- Poster
- Directed by: D.D. Kashyap
- Produced by: D.D. Kashyap
- Starring: Dev Anand Madhubala Prem Nath Talat Mahmood
- Release date: 13 April 1951;
- Country: India
- Language: Hindi

= Aaram (film) =

Aaram (lit. 'Comfort') is a 1951 Indian Hindi-language film directed by D. D. Kashyap and starring Dev Anand, Madhubala, Prem Nath and Talat Mahmood.

==Plot==

Aaram (1951)

Shyam (Dev Anand) is a struggling artist. While returning home one night, he encounters a young woman, Leela (Madhubala), who, for unexplained reasons, is roaming the streets. A storm breaks out and Shyam lets Leela spend the night at his place. Shyam and Leela fall in love. A little later, Leela gets acquainted with a rani (queen) (Durga Khote). After Leela leaves Shyam's place, she takes refuge with the rani at the rani's haveli. The widowed rani's only son, the musically talented Kumar (Premnath), falls in love with Leela. For the sake of her son's happiness, the rani would like Leela to become her bahu. However, Leela tells them that she is in love with Shyam and both Kumar and his mother, the rani, end up accepting that. Through the rani, Leela even manages to get a painting of Shyam's entered in a competition through which Shyam attains fame. Leela and Shyam decide to travel to Shyam's village to have their wedding. But just as Leela is about to join Shyam, she is kidnapped in front of the rani's haveli by a former suitor from whom she had been running away, and who wants to force Leela to marry him and keeps her prisoner.

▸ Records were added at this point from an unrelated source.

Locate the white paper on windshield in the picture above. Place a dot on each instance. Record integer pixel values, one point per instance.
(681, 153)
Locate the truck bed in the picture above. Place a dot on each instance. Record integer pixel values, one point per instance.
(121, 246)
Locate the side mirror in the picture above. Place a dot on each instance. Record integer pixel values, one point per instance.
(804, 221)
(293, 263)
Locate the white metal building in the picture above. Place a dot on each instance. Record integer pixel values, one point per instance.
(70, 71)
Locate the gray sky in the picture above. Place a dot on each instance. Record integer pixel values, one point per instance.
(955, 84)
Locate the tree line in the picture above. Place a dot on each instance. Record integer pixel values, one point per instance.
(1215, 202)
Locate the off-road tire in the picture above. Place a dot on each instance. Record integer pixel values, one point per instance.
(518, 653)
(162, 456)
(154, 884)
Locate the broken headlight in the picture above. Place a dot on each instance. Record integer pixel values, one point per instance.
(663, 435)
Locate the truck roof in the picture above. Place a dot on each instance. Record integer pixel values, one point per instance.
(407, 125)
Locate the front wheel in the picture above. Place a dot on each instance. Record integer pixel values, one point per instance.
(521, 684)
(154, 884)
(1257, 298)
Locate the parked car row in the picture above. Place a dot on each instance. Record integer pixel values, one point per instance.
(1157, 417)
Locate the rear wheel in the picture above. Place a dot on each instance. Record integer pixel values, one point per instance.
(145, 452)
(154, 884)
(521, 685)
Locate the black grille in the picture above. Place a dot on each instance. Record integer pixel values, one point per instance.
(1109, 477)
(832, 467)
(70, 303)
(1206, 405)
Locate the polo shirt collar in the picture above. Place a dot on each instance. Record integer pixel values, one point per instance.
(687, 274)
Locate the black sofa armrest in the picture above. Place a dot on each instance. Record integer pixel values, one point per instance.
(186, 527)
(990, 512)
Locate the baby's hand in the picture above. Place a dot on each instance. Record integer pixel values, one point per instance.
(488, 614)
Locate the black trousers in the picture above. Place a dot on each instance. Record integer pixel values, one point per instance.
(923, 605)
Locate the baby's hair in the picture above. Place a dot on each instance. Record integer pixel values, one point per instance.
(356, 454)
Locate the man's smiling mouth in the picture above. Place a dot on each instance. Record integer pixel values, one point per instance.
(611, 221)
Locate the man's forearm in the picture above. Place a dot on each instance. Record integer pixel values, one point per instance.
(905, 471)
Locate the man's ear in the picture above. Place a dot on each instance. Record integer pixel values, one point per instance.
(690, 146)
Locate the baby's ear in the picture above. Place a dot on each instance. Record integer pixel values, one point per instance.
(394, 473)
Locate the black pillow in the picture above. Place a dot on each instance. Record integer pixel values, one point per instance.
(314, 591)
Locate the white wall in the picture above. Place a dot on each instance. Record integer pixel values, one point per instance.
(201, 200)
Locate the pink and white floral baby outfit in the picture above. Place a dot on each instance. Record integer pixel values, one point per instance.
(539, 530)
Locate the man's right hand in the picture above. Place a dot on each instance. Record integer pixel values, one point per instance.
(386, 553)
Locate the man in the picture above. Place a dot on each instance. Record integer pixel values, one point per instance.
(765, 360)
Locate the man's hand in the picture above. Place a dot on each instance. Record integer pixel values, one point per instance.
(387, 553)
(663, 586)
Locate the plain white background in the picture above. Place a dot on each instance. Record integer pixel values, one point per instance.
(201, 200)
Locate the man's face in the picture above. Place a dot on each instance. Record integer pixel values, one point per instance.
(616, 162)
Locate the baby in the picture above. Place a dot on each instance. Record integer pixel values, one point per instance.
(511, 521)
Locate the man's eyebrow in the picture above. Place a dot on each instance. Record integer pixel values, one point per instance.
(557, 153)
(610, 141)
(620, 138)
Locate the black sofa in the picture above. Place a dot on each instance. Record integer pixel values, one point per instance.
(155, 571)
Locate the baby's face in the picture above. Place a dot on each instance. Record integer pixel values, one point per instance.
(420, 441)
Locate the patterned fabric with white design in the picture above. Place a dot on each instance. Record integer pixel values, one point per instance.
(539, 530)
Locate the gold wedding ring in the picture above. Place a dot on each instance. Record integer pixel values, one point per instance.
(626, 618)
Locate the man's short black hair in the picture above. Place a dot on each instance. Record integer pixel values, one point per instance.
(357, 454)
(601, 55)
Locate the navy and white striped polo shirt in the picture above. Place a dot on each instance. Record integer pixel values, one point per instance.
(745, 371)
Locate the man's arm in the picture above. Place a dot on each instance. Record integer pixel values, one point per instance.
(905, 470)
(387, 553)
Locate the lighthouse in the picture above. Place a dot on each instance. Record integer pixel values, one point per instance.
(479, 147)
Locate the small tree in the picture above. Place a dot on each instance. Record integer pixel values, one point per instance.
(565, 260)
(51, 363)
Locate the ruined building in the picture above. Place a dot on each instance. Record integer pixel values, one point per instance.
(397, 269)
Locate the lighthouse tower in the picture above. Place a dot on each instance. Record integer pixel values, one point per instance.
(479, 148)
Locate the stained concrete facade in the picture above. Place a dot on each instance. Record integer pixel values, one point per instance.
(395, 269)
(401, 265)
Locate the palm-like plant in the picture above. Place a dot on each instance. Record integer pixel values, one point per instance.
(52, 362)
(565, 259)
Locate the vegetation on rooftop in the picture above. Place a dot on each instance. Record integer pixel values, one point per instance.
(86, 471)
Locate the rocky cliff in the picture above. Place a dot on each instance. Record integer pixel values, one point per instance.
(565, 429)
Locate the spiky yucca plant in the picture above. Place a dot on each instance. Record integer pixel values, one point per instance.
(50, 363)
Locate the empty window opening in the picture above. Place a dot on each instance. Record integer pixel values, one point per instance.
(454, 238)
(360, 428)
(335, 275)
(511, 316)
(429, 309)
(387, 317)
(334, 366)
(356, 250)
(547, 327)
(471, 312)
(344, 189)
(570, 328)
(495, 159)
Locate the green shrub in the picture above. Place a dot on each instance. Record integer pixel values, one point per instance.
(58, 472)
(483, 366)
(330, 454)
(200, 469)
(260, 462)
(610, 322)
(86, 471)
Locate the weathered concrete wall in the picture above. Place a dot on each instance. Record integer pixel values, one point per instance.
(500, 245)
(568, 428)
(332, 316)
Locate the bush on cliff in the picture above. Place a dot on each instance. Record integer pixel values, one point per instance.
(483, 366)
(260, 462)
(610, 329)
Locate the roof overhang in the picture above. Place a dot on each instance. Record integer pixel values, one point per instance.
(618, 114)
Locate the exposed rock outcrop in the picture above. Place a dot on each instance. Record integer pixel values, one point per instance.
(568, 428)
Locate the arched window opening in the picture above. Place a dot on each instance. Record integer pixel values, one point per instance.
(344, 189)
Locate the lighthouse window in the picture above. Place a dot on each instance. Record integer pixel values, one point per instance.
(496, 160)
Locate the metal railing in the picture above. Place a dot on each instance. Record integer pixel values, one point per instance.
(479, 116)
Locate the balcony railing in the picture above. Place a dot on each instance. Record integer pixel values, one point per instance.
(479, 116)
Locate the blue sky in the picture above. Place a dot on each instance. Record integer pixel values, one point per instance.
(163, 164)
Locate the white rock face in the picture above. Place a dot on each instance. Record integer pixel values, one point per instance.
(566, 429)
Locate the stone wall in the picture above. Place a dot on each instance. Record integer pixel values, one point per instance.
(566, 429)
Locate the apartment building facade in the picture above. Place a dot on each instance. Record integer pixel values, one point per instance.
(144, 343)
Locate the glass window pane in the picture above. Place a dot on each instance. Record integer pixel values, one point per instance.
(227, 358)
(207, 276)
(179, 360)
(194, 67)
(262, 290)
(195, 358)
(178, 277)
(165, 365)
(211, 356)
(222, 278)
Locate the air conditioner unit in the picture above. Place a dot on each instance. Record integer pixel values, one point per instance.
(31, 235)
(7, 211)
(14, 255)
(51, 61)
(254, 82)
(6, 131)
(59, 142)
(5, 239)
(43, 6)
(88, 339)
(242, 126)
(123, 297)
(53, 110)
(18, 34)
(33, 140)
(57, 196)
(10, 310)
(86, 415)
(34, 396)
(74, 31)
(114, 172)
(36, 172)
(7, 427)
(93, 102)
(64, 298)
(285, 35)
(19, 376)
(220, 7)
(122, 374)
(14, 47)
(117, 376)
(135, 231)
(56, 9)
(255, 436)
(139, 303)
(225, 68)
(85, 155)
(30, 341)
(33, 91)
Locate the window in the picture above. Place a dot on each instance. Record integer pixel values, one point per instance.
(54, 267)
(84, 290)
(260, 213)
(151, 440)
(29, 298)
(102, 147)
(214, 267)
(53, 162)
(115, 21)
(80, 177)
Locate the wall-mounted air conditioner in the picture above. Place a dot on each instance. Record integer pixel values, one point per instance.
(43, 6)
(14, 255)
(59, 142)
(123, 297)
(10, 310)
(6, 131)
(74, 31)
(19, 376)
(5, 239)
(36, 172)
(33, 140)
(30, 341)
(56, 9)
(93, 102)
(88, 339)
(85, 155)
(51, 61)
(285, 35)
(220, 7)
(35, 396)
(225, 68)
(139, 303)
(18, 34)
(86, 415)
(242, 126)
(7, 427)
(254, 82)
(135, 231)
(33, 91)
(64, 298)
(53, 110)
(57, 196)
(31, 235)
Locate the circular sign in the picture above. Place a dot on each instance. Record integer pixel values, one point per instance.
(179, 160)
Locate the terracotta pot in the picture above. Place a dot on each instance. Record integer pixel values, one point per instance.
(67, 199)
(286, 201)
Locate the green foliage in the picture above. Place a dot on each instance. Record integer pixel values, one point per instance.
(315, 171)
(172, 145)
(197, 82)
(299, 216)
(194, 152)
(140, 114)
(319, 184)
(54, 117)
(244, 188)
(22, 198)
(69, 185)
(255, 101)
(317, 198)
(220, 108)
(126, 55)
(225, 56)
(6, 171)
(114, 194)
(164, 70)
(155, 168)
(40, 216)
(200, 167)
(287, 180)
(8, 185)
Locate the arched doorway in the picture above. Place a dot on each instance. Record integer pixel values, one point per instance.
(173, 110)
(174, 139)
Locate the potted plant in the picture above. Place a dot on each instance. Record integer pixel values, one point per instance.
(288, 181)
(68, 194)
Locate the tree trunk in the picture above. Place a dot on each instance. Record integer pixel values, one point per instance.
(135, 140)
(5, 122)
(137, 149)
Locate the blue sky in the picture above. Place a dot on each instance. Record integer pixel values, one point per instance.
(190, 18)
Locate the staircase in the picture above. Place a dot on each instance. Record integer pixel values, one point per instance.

It turns out later that while trying to prevent the kidnapping, Kumar was seriously hurt, even though nothing of the sort is actually shown on the screen. At one point, Leela almost manages to escape her dungeon with the help of a kindhearted underling of the main villain. After he recaptures Leela, on his own initiative, the villainous suitor arranges a bizarre and inexplicably idiotic meeting between Leela and Shyam to let them take a final leave of one another, at a restaurant where Leela and Shyam had usually been going, and where the owner is a friend of theirs. At that meeting, the villains are overpowered by Shyam, Kumar and others. During the struggle, Kumar is shot and wounded. The police arrive to take the overpowered villains into custody. Kumar tells his mother that his wound will heal. The end.

==Cast==
- Dev Anand as Shyam
- Madhubala as Leela
- Premnath as Kumar
- Durga Khote as Sita/ Rani
- Manmohan Krishna as Chamanlal, Shyam's friend (comic role)
- Leela Mishra as Shyam's grandmother
- Hiralal as Bhagwan
- Tiwari as Ramnath
- Baby Tabassum as Baby, the restaurant owner's daughter
- Leonor Maria as Dancer
- Talat Mahmud as Talat, party singer
- Jagdeep as Master Jagdeep, in the song Yeh Zindagi Hai Yo Yo
- Moolchand as ready-made shop owner
- Babu as Bhagwan's aide goon

==Music==

- Music Director: Anil Biswas
- Lyrics: Rajendra Krishan, Prem Dhawan
- Playback: Lata Mangeshkar, Mukesh, Talat Mahmood, Manmohan Krishna

1. "Ai Jane Jigar Dil Me Samane Aaja" - Mukesh
2. "Ye Zindagi Hai Yo-Yo" - Manmohan Krishna
3. "Mann Me Kisi Ki Prit Basale" - Lata Mangeshkar
4. "Shukriya Ae Pyar Tera Shukriya" - Talat Mahmood
5. "Mil Mil Ke Bichhad Gaye Nain" - Lata Mangeshkar
6. "Bigad Bigad Ke Bani Thi Qismat, Ujadi Re" - Lata Mangeshkar
7. "Rutha Huwa Chanda Hai, Ruthi Huyi Chandani" - Lata Mangeshkar
8. "Balma Ja Ja Ja, Abb Koun Tujhe Samjhaye" - Lata Mangeshkar

== Reception ==
While Aaram was not a major commercial success, it earned popularity for the music composed by Anil Biswas.